ちーちゃんは僕のスカートをちょっと摘んで笑った。遠い方(安い方)のバス停まで歩き、のんびりバスを待った。周りの畑には深緑のネギ坊主がニョキニョキ生えていた。バスに揺られてバスターミナルについた。何件か回って、何着も試着したけど合わせるトップスも買わなきゃならないし、イマイチピンと来なかったので、夏物のバーゲンを狙った。秋口まで着られそうなワンピを3人で色違いで購入した。

「エリーの分は無かったね、子供服で似たの探そうよ!」

花音の提案で、子供服売り場を梯子した。ほぼソックリのピンクを見つけた。早速飛びついたら、さっきの3着分より高かった。バス賃をちーちゃんに頼る事にして、ふたりの財布をほぼ空っぽにして購入。普段お金を使う機会はほとんど無いし、もう少しでまたバイト代も入るしなんとかなるでしょ?

「私、自分の分払うよ!」

ちーちゃんはそう言ってくれたけど、お礼のつもりでプレゼントしたかったので、なんとかそれは避けた。こっちの時代に来て、色々揃えた時に貯金を叩いて助けてくれた。僕等が借金返済と言っても、

「買ってあげたんだから気にしないで!」

なんとか受け取って貰って、お礼に何かプレゼントってムリヤリ誘ったのに、また気を使わせてしまった。取り敢えず、お言葉に甘えて、バス賃は借りずに貰う事にした。
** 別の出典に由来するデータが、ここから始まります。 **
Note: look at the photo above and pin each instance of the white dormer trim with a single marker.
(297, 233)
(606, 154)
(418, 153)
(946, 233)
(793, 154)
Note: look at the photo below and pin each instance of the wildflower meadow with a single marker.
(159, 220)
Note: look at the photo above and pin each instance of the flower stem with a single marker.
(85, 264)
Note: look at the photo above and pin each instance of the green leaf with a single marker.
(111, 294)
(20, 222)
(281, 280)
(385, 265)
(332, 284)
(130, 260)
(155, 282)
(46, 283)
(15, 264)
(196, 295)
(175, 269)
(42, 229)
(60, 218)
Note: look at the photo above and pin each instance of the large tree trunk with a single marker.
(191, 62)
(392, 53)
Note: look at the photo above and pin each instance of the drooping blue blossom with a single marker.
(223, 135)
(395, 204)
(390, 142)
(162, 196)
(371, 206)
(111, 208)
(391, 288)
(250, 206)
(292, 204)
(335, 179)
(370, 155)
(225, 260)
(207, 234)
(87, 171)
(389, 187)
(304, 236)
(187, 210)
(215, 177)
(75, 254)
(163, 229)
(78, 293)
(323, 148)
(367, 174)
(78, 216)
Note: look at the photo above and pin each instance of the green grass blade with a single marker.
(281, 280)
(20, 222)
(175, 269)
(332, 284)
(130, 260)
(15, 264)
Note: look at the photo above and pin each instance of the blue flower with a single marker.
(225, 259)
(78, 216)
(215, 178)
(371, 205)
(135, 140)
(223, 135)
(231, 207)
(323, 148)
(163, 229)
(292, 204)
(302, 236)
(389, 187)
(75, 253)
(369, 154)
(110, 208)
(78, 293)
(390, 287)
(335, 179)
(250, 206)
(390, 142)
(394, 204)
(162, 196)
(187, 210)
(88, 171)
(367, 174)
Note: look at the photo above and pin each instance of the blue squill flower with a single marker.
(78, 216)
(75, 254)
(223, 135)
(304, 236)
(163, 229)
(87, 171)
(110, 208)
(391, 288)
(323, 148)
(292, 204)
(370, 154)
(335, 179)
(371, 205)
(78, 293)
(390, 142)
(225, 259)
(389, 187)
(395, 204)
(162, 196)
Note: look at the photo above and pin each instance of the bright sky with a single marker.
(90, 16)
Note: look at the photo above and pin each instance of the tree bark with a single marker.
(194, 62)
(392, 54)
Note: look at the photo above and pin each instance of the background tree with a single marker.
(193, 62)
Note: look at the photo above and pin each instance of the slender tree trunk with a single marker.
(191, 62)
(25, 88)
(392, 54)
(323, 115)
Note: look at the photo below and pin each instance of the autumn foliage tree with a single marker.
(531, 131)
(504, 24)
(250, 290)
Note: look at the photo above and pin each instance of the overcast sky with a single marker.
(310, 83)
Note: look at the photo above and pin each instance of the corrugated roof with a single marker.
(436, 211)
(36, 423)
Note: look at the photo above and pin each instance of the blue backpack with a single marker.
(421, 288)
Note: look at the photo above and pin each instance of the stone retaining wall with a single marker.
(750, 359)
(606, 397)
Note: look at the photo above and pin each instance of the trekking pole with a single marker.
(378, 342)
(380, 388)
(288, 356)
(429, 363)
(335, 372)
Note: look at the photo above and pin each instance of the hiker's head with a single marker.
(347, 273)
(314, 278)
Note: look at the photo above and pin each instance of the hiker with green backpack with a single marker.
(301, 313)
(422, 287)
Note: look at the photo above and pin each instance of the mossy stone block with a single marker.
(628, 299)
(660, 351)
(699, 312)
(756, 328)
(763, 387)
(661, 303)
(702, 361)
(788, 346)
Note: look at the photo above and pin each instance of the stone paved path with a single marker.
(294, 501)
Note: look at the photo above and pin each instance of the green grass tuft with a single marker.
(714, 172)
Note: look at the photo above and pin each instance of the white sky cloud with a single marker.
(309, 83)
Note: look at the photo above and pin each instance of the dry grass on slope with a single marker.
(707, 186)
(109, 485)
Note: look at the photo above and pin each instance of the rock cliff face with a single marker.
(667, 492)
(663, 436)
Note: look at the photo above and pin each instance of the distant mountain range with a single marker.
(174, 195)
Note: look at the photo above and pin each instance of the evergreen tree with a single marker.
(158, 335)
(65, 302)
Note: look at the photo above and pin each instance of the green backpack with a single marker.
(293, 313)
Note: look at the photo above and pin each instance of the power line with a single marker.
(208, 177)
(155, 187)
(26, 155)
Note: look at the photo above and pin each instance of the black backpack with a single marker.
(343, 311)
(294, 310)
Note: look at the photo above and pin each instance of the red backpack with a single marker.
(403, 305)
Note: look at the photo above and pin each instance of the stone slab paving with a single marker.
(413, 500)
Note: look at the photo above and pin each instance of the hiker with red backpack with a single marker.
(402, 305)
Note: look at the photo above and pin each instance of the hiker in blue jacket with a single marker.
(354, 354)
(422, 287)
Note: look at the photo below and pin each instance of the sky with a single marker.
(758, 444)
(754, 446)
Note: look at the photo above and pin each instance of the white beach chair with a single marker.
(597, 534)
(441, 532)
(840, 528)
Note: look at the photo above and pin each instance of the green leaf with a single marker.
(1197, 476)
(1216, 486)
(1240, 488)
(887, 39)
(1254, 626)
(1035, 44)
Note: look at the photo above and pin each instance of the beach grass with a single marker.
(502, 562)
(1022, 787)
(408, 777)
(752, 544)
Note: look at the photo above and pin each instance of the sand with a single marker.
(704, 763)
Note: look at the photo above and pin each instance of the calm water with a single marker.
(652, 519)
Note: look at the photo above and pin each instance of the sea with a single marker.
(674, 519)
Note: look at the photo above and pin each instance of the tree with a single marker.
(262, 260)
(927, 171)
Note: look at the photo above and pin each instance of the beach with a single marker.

 道場に帰って、エリーにお土産を渡して、着替えて来るように言って、エリーが部屋に行っているうちに、僕等は急いでちーちゃんの部屋に飛び込んで着替え、お揃いになって待ち構えた。

「ちょっと、可愛すぎじゃ無い?」

そう言いながら、登場したエリーはかなりのご機嫌だった。

「おっ、オソロ!」

更にご機嫌になった。

 葛根湯達がビール工場から帰って来て、皆んなのワンピを褒めてくれた。

「結構したんじゃ無い?」

すっかり男子になりきっているピーさんだけど、お洋服の目利きは女子の感性が残っていた様だ。ちーちゃんとエリーの分の割り算に加えて欲しいと言い、5人で割り勘することになってバイト代が入るまで安心して過ごせそうな残高になった。

「老師は誘わなくて良かったかな?」

「老師は高給取りだから、今日の事を聞いたら別にプレゼント用意すると思うよ、何がいいか俺達に相談する筈だから、そのワンピに合う靴がいいって言っておくよ!」

セブンはそう言って、どんな靴が合うのか会議を始めていた。

 帰って来た老師は、セブンの予言通りの行動で靴屋に行く打ち合わせが始まった。


 数日前に開通したばかりの黒電話が鳴り響いた。キャラメル工場からの電話で、予定していたバイトが急遽来られなくなったので、明日、明後日出て欲しいとの事。夏休みの宿題でバイトどころじゃ無いって人がいるそうだ。僕達は前半で片付けてあったので、快く引き受けた。今回も期末試験の時みたいに、割増してくれるみたい!結局バイトに明け暮れてしまった夏休みのフィニッシュもバイトで締めくくる事になっていた。2学期が始まれば、学校祭の準備でしばらく働け無いと思うから丁度よかったかな?子供服が想定外の高額だったし、結果オーライだね。

 

 夏休み最終日、いつものようにキャラメル工場に通い、1日働いて夕方は5時のチャイムでキッカリ終わる。

「学校祭終わったらまた働いてくれるよね?」

総務のおじさんがニコニコと寄って来た。元々しっかり働くし時間は当然守るし、シフトの危機をまた救ったので、とても喜ばれているようだ。9月上旬までは学校祭の準備でバイトに出られない事を話して置いたら、本来末締めの5日払いのバイト代を今日の分まで先払いしてくれた。封筒に書かれた明細には、今月分全部が割増の金額になっていた。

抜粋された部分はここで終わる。